Drug and alcohol experts called Maradona’s abuse of one substance after another a slow-motion suicide.
But Maradona cleaned up and bounced back. In 2008 he talked himself into a position as the coach of Argentina’s national team.
Many Argentines doubted he could get a talented squad of players to act as a coherent unit, and they seemed justified when the team barely squeaked through the qualifiers for the 2010 World Cup in South Africa, finally crashing out in the quarter-finals.

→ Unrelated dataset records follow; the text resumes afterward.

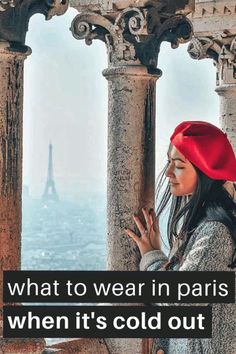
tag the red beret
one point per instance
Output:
(207, 147)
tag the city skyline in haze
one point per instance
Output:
(66, 101)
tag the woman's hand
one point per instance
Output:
(150, 235)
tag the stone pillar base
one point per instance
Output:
(22, 345)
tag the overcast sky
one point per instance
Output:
(65, 102)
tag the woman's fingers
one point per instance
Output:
(140, 226)
(147, 218)
(154, 220)
(132, 235)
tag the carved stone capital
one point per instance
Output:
(14, 31)
(222, 49)
(133, 36)
(5, 4)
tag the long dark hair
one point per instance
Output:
(210, 200)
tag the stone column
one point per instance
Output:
(133, 36)
(13, 51)
(11, 112)
(131, 157)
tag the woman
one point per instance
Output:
(201, 225)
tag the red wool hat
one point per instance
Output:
(207, 147)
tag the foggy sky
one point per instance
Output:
(65, 102)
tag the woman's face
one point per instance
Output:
(181, 173)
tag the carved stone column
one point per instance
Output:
(132, 36)
(214, 37)
(13, 52)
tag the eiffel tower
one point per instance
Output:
(50, 190)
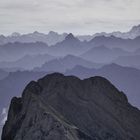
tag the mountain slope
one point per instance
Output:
(51, 38)
(115, 42)
(102, 54)
(28, 62)
(67, 108)
(70, 45)
(126, 79)
(17, 50)
(64, 63)
(131, 34)
(131, 61)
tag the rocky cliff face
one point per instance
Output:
(57, 107)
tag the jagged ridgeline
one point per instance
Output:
(59, 107)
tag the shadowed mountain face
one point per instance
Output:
(126, 79)
(67, 108)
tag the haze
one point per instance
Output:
(77, 16)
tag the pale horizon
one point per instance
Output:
(76, 16)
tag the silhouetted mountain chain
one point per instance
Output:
(57, 107)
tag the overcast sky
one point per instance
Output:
(77, 16)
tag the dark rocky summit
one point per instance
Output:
(57, 107)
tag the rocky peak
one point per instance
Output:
(62, 107)
(70, 37)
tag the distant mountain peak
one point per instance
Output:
(52, 33)
(70, 36)
(135, 29)
(15, 34)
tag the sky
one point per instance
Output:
(76, 16)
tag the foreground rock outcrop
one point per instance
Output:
(57, 107)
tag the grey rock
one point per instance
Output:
(59, 107)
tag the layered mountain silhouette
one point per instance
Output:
(27, 62)
(102, 54)
(66, 108)
(3, 74)
(126, 79)
(115, 42)
(131, 61)
(17, 50)
(131, 34)
(70, 45)
(53, 37)
(64, 63)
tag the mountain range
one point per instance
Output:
(58, 107)
(126, 79)
(53, 37)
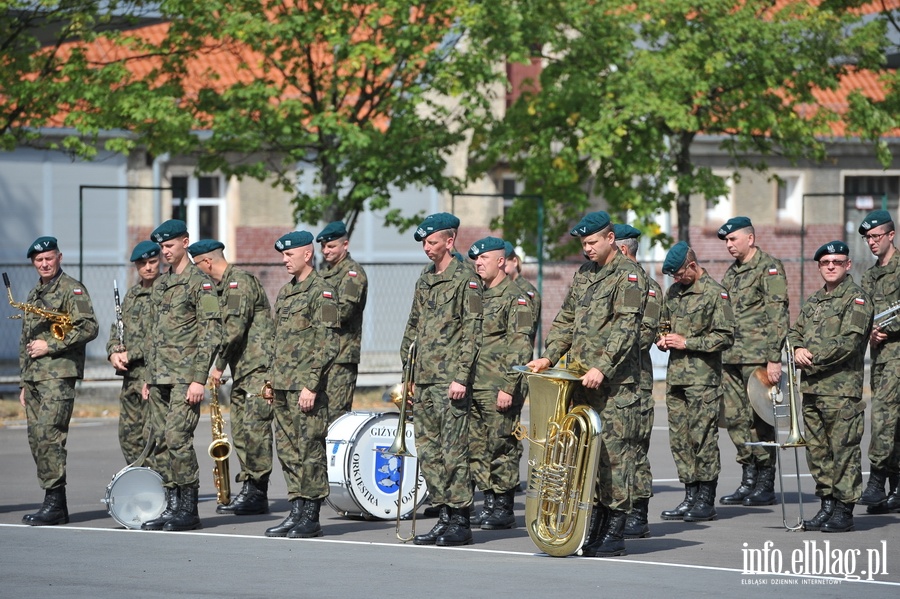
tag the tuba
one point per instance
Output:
(61, 323)
(562, 465)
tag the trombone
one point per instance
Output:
(768, 402)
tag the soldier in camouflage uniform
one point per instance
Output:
(129, 358)
(829, 344)
(306, 344)
(445, 325)
(757, 286)
(599, 326)
(637, 525)
(348, 278)
(49, 369)
(700, 318)
(882, 283)
(248, 331)
(184, 337)
(497, 393)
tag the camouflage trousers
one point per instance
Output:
(442, 442)
(884, 444)
(694, 431)
(834, 429)
(494, 453)
(133, 411)
(643, 477)
(251, 428)
(743, 423)
(619, 407)
(173, 422)
(300, 441)
(48, 410)
(340, 389)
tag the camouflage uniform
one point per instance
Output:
(184, 336)
(248, 332)
(835, 328)
(445, 323)
(599, 326)
(49, 381)
(133, 410)
(349, 280)
(758, 291)
(702, 314)
(306, 344)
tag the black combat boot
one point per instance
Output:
(228, 508)
(704, 508)
(764, 491)
(636, 525)
(172, 503)
(612, 543)
(503, 517)
(53, 511)
(874, 493)
(440, 527)
(842, 518)
(256, 501)
(458, 532)
(309, 526)
(293, 519)
(821, 516)
(486, 509)
(748, 482)
(690, 495)
(187, 518)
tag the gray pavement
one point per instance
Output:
(95, 557)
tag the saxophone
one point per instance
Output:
(219, 449)
(61, 322)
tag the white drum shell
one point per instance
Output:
(134, 496)
(364, 481)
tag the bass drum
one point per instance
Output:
(134, 496)
(364, 481)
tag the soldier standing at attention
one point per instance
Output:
(637, 526)
(306, 344)
(246, 349)
(829, 343)
(130, 358)
(497, 393)
(757, 286)
(50, 366)
(185, 331)
(700, 318)
(599, 326)
(348, 278)
(445, 324)
(882, 283)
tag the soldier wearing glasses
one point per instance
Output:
(829, 343)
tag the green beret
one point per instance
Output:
(292, 240)
(169, 230)
(144, 250)
(332, 231)
(590, 224)
(876, 218)
(42, 244)
(488, 244)
(832, 247)
(436, 222)
(734, 224)
(675, 258)
(626, 232)
(204, 246)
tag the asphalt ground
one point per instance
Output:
(746, 552)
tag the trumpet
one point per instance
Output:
(61, 323)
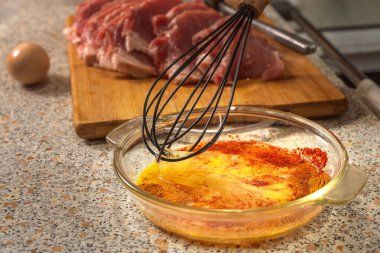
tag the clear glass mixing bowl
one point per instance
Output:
(246, 225)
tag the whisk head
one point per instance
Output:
(224, 45)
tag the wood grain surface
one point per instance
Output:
(104, 99)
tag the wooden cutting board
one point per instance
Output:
(104, 99)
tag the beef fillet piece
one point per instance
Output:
(259, 58)
(141, 38)
(174, 38)
(115, 35)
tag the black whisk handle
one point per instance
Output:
(257, 5)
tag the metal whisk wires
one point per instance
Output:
(232, 34)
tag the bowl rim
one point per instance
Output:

Spells coaching in the United Arab Emirates were followed by a stint in charge of Mexican second division club Dorados de Sinaloa, before returning to Argentina to take over Gimnasia y Esgrima in La Plata in 2019.
All the while, Maradona was never far from the front pages.
During a rest cure in Italy, tax police confiscated his trademark diamond earring to help pay back taxes. In 2010 he was rushed to a hospital in the middle of the night for reconstructive surgery after one of his own dogs bit his lip.
With his knees causing him increasing pain and his weight fluctuating, his mobility was hampered and his famous speed long gone.
But fans remained devoted. From China to Europe, Argentines found they could make friends just by mentioning Maradona’s name.
Some created the Maradoniana Church, complete with its own religious imagery and 10 Commandments, one of which is, ‘Make Diego your middle name and name your first son Diego.’ Maradona was an antidote to upheaval for Argentina as it suffered successive economic crises and humiliating defeat to England after the 1982 conflict over the Falklands, or Malvinas Islands.
And he was balm for the wounded soul of Argentines, obsessed with their country’s perpetual failure to live up to its potential on the world stage.
“In our collective imagination Diego Maradona represents a certain glorious past, he’s a symbol of what we might have been,” popular culture professor at Buenos Aires University and Maradona expert Pablo Alabarces has said.
“He will always be forgiven,” said Maradona fan Marcelo Pose, a Buenos Aires attorney.